Overview
LiveKit Cloud applies quotas to each project — limits on concurrency, request rates, session durations, and other per-project operations. When a quota is reached, new operations of that kind fail until conditions allow them again (closing an existing session, waiting for the rate limit window to reset, or deleting an existing item). Most features are also metered: you're billed per unit of consumption, with an included monthly allowance on each plan. Higher-tier plans receive higher limits and larger allowances.
Limits serve different purposes across the platform. Concurrency and rate limits keep the platform stable under load. Time and size limits cap individual sessions, recordings, and uploads so a single workload can't consume the platform indefinitely. Per-plan limits on features like custom voices and observability retention reflect what's included with each plan tier.

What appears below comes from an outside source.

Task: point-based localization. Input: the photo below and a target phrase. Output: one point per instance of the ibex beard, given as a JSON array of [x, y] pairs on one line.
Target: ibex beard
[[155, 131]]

For projects on the free Build plan, the included allowance acts as a hard cap — after you exceed it, new requests fail rather than incurring overage charges. Free projects also share allowances and limits across all of a user's free projects; creating additional projects doesn't increase the total. Included allowances reset on the first day of each calendar month and don't roll over.
You can view the current limits on your project at any time in the LiveKit Cloud dashboard by navigating to Settings and selecting the Project tab. Refer to the latest pricing page for current numbers on each plan. Enterprise customers can negotiate an Enterprise plan with significantly higher limits in exchange for an annual commitment.
WebRTC transport
LiveKit Cloud transports realtime media between participants using WebRTC. The Ingress and Egress services let you push external streams into a room or record and forward streams out. The following limits apply to these services.
Concurrency limits
The following table shows the default concurrency limits on the Build plan.
| Type | Definition | Free limit |
|---|---|---|
| Participant | Total number of connected agents and end-users across all rooms. | 100 participants |
| Ingress request | An active session of the Ingress service transcoding an incoming stream. | 2 requests |
| Egress request | An active session of the Egress service recording a composite stream or single track. | 2 requests |
Media subscription limits
Each active participant can only subscribe to a limited number of individual media tracks at once. The following table shows the default limits for all plan types.
| Track type | Limit |
|---|---|
| Video | 100 |
| Audio | 100 |
For high volume video use cases, consider using pagination and selective subscriptions to keep the number of subscriptions within these limits.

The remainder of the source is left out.